Your Homework: Annotate the Entire Universe

I love that I can search for messages in GMail based not only on the text in the message, but also on text in any attachments.  This isn’t a new feature, it’s just one of GMail’s original features that I happen to like.

However, this means that virtually every search I perform returns at least one message: the message a student in CS-100 sent me exactly four years ago today.

This particular CS-100 class wrote a program to search for Scrabble words.  Users would enter their available letters and the program would list all possible words spelled with those letters.  Done correctly, it took only about 20 lines of code using the C++ Standard Template Library, which was the focus of the assignment.

This particular CS-100 student submitted her work to me early (before the online dropbox opened), so her homework is attached to the e-mail message.  This includes one C++ source file, and one file called dictionary.txt

Ay, there’s the rub.  For in that file of text, what words may come when we have search-ed through this mortal mail must yield results.  There’s the source that makes a match of unrelated text.
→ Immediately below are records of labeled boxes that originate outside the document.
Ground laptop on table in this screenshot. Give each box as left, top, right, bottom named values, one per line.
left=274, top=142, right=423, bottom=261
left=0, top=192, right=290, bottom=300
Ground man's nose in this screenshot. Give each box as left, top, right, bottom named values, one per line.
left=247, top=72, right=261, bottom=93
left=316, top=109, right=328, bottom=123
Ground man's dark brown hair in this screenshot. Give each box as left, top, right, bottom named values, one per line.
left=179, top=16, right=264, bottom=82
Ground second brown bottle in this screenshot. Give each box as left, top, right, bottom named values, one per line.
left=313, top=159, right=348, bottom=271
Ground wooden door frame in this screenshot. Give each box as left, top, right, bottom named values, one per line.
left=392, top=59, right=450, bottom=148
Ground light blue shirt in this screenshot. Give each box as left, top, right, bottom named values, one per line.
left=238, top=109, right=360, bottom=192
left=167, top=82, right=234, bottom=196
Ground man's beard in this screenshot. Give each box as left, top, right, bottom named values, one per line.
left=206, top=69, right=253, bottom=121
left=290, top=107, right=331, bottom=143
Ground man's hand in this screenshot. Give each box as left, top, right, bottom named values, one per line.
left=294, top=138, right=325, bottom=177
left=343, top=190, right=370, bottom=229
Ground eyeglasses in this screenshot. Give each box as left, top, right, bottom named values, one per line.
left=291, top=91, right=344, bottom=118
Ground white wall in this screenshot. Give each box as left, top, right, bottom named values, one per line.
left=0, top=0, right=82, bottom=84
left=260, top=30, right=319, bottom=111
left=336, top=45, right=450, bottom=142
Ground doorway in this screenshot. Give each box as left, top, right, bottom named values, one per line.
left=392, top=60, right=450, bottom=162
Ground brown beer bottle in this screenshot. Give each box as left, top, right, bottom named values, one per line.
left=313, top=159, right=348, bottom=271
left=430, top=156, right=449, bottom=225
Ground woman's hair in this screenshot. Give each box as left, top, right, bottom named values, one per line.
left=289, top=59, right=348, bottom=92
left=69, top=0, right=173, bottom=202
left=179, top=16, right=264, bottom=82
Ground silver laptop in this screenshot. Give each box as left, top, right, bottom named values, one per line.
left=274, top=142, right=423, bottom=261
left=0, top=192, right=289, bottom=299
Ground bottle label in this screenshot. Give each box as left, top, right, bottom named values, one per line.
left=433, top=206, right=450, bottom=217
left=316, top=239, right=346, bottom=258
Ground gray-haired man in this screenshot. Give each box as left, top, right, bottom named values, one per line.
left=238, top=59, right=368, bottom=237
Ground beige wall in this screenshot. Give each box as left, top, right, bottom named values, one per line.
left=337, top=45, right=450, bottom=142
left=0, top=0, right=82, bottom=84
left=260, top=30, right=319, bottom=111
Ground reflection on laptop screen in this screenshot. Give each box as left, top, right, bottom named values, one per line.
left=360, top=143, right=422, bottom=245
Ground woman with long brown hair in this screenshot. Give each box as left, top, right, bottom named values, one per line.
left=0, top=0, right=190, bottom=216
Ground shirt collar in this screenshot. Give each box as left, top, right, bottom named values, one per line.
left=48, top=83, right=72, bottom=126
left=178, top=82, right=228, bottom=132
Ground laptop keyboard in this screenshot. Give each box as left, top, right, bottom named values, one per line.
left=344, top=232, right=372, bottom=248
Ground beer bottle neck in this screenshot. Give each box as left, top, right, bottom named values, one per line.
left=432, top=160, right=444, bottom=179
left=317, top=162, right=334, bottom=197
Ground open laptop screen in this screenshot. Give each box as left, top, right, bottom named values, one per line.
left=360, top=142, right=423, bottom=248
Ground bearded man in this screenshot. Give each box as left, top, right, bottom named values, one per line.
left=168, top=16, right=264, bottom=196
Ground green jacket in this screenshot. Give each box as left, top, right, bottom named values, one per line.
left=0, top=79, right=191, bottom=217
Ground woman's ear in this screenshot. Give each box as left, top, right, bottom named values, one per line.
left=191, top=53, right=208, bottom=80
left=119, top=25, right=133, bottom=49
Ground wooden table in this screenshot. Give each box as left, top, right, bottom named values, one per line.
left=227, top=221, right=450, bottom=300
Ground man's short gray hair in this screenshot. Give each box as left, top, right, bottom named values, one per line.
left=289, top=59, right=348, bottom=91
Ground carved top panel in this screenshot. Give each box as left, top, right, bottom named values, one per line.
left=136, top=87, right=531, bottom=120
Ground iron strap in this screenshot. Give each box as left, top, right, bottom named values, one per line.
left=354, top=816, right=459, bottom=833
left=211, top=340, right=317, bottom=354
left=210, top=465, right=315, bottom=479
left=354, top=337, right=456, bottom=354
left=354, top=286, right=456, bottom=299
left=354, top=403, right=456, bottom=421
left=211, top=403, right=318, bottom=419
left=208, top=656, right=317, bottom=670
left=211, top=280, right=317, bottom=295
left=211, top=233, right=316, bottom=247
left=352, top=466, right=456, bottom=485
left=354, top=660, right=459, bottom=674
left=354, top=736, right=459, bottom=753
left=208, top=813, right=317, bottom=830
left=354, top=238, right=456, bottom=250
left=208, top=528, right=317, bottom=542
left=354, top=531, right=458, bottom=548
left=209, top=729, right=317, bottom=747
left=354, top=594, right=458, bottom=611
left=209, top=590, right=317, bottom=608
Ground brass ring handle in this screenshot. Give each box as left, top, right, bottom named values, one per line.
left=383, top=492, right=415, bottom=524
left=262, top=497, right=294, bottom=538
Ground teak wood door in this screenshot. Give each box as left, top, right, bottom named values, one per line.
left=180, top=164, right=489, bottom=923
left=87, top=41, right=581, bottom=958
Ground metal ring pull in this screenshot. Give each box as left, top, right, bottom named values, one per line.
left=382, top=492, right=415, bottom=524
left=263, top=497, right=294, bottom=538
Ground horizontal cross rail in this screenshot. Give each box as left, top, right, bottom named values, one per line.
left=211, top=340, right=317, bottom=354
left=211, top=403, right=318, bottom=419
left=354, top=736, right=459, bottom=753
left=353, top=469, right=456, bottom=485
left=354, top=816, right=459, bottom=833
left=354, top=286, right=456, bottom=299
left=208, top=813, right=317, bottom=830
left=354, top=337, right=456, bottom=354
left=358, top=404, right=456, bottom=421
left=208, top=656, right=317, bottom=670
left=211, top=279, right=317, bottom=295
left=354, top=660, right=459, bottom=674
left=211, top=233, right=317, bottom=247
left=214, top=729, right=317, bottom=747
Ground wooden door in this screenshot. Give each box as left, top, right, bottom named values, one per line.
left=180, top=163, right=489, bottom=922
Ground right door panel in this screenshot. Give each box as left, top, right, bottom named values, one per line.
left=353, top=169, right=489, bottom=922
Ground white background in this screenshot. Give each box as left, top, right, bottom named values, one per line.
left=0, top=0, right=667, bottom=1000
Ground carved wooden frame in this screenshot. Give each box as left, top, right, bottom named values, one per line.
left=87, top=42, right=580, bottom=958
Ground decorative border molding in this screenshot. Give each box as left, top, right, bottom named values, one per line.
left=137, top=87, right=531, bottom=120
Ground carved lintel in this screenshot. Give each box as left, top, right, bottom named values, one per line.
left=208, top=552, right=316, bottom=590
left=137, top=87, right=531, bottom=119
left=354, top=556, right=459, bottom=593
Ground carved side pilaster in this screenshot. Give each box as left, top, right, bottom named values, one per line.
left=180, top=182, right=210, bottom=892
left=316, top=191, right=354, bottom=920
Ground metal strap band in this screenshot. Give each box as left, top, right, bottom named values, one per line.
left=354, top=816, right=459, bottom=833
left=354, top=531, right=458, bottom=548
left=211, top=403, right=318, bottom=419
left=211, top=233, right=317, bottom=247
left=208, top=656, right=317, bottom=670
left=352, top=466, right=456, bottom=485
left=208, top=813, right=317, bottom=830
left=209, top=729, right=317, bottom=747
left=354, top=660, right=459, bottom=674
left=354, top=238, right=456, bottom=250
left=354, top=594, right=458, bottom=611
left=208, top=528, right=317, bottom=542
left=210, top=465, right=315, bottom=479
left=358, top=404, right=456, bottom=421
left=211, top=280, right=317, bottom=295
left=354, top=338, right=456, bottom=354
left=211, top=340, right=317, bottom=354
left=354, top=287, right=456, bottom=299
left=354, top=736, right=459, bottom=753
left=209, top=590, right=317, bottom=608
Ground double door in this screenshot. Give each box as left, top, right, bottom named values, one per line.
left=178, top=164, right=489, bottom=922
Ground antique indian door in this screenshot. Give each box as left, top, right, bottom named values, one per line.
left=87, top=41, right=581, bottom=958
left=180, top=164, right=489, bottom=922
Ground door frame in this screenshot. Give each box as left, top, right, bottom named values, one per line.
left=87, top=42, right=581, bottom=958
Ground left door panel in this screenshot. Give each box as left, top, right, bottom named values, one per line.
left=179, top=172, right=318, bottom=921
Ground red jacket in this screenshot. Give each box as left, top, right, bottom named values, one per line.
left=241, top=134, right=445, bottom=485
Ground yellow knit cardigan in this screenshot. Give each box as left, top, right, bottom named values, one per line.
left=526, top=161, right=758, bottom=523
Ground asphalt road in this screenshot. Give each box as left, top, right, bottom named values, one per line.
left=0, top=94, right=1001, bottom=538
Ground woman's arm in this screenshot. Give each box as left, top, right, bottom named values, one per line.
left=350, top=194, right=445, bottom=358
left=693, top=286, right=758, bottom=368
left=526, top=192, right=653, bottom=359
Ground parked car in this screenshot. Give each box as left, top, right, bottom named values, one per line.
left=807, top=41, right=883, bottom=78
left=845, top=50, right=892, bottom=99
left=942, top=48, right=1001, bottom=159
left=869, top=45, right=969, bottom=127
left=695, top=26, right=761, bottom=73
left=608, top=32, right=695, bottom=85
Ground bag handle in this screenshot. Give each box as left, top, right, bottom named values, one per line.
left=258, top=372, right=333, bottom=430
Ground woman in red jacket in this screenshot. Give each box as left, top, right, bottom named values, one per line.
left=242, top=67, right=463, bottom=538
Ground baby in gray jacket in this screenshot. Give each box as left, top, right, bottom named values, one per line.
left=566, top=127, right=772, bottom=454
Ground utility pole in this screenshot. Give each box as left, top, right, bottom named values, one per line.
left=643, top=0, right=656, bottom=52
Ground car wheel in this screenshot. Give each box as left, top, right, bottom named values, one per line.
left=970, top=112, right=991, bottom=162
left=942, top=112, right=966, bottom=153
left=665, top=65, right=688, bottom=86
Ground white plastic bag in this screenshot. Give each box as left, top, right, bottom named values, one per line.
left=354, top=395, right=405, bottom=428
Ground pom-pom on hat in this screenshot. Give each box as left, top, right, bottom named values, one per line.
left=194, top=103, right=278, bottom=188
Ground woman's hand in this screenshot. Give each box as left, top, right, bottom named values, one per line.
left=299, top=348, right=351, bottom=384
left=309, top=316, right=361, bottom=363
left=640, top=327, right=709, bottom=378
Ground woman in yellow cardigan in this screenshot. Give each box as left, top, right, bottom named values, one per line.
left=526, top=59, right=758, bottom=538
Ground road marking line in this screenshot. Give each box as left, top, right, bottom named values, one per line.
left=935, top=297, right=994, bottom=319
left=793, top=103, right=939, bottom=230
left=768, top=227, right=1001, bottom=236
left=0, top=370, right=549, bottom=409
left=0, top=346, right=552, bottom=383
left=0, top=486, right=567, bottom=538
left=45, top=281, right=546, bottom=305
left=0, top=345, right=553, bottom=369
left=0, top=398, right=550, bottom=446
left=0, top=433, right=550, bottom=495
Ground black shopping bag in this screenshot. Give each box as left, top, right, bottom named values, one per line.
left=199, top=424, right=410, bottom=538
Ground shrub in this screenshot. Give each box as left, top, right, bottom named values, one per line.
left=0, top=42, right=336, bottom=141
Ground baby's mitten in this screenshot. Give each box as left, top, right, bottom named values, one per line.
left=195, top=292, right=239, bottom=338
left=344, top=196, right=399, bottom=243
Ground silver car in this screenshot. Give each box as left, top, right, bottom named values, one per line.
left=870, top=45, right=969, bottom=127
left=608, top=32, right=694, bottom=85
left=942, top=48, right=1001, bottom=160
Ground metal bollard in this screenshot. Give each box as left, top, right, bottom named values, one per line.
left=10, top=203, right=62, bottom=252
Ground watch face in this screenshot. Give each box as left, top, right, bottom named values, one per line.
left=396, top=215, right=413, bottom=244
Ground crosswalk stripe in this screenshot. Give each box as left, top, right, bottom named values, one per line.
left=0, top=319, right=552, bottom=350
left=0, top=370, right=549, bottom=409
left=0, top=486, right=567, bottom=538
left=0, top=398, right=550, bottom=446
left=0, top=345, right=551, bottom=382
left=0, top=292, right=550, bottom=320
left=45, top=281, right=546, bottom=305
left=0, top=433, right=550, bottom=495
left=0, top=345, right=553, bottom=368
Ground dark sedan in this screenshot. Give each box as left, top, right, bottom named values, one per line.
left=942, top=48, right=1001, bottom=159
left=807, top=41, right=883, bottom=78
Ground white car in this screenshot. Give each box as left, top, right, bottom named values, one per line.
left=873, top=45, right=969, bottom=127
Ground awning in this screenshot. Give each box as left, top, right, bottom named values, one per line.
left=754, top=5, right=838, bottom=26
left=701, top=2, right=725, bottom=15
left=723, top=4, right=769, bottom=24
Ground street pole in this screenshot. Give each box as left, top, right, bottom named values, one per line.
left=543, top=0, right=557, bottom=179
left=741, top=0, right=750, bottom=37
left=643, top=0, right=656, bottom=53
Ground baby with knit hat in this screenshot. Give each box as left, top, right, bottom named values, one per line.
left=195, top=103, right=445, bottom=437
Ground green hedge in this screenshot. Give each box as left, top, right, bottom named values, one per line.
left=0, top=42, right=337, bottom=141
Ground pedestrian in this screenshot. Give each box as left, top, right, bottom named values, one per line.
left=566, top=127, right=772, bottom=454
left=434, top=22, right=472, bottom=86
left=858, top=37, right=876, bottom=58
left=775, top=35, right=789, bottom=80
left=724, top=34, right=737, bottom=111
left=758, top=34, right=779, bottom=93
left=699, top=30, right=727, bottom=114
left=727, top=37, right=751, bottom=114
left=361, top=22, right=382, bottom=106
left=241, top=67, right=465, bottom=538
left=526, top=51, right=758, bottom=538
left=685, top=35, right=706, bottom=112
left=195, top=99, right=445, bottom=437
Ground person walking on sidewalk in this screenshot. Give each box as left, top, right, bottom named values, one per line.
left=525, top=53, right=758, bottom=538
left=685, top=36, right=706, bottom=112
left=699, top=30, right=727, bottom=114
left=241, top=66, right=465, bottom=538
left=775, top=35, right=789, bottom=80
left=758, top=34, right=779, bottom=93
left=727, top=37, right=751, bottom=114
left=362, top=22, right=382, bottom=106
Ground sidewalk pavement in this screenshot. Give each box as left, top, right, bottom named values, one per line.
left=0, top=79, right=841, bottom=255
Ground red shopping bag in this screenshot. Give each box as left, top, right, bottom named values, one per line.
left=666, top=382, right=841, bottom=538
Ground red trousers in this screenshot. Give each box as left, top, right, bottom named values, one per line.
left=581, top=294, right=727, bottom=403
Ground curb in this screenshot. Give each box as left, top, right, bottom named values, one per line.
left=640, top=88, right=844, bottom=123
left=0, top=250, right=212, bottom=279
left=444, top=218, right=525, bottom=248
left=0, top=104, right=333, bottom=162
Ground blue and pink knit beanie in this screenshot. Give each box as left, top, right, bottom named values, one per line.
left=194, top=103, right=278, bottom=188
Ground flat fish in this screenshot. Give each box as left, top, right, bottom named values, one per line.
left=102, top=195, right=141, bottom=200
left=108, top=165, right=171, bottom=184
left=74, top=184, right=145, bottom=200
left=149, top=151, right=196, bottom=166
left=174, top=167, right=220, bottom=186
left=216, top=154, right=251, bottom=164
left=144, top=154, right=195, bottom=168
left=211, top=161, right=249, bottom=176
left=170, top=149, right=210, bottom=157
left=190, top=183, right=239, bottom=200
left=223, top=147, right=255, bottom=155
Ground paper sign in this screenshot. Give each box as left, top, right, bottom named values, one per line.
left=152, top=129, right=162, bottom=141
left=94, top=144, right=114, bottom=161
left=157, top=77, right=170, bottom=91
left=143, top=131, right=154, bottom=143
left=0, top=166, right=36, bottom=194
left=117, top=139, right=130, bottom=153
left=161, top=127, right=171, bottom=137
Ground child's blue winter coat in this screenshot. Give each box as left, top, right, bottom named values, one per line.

Did she write about “serious software error?”  You bet!  Her message contained the words serious, software, and error.  Did she right about “Registration Manager?”  Yep!  How about “Emergency Alert committee meeting?”  Absolutely, she did!

So, Ms. Student, you have become the one student I am least likely to forget from five years as a teaching assistant, if for no other reason than because you have written to me about every possible topic in the universe.  Congratulations!